6 responses to “The risks of not waiting for IT”
Hi Neville,
I was talking to a girl at a North East PR agency last week using Facebook. Later that evening she text me to tell me that she won’t be able to communicate via FB as it’s been banned at work – meaning the IT guys won’t let anyone go on it while in the office.
Two days later the same girl emailed me and asked if I could give her some information on why employee blogging was a bad thing as she was writing a piece for her boss to give to clients.
It annoyed (and saddened) me at how shortsighted some people actually are.
This is the way the world is turning, deal with it.
I helped a Fortune 100 company set up a blog on an external server because IT wouldn’t support it. As soon as IT found out, though, they said, they WOULD support it and brought it in-house. Sometimes the end run can serve as a wake-up call.
Good examples of a) self-destructing attitude (from Stephen) and b) relatively smart attitude (from Shel).
The prevalent one seems to be a), though. Collisions ahead.
Great post, Neville!
I work in UK local government, and I imagine that Neville and other UK readers will know exactly how difficult it is to get movement into social media and Web 2.0 technology going in that sector!
But we are trying, and the Communities of Practice is a social network based around knowledge management principles, including blogs, wikis, forums and file sharing. It works well and hopefully the benefits of this sort of initiative will see these techniques creeping into every part of local government life.
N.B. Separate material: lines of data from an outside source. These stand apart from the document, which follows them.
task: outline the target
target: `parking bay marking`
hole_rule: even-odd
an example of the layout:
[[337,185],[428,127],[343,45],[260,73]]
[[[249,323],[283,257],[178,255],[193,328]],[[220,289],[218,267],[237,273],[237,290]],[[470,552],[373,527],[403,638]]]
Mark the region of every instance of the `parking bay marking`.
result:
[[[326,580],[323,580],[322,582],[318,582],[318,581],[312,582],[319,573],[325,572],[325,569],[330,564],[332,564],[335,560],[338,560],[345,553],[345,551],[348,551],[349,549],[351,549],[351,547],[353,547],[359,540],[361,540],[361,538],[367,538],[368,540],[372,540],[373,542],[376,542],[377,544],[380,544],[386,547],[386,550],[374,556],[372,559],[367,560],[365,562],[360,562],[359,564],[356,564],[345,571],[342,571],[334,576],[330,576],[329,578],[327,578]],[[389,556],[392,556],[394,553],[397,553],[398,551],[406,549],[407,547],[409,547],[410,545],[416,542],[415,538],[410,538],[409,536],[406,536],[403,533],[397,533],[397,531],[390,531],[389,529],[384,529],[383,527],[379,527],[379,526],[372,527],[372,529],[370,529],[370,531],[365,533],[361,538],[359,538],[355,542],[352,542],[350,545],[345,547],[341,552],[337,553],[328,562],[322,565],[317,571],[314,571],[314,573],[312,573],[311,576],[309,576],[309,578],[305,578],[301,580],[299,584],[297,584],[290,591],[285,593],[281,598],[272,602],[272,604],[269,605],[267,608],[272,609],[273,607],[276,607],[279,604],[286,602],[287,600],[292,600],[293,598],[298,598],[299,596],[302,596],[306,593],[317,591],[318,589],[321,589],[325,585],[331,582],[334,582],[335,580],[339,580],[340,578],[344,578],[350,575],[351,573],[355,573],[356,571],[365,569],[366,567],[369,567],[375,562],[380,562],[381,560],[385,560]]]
Thanks for sharing that, Dave. It looks like a terrific initiative. Just browsing through the section listing all communities gives a good indicator that this is a resource many people in local government are actively using.
Interesting that you mention how difficult it is to get movement into social media and Web 2.0 technology going in that sector. One of the things I’ve concluded from being part of the ‘Delivering The New PR’ series of conferences over the past 18 months is that some of the best examples of great practice with social media is coming from the public sector (the public sector generally, not specifically local government). I’ve heard about some really interesting and imaginative things being done.
Good ideas and thinking are not the exclusivity of companies and others in the private sector!
We evaluated these issues as a community and decided that if we could get “our” company in the drivers seat around social expression, they would be better prepared to give us permission and enable us to use social tools. Hence, the blogging guidelines and virtual worlds guidelines. The first is already public and the second soon will be public. I recommend going back to the management with that approach. It wasn’t easy but it was successful in a very large, conservative BLUE company.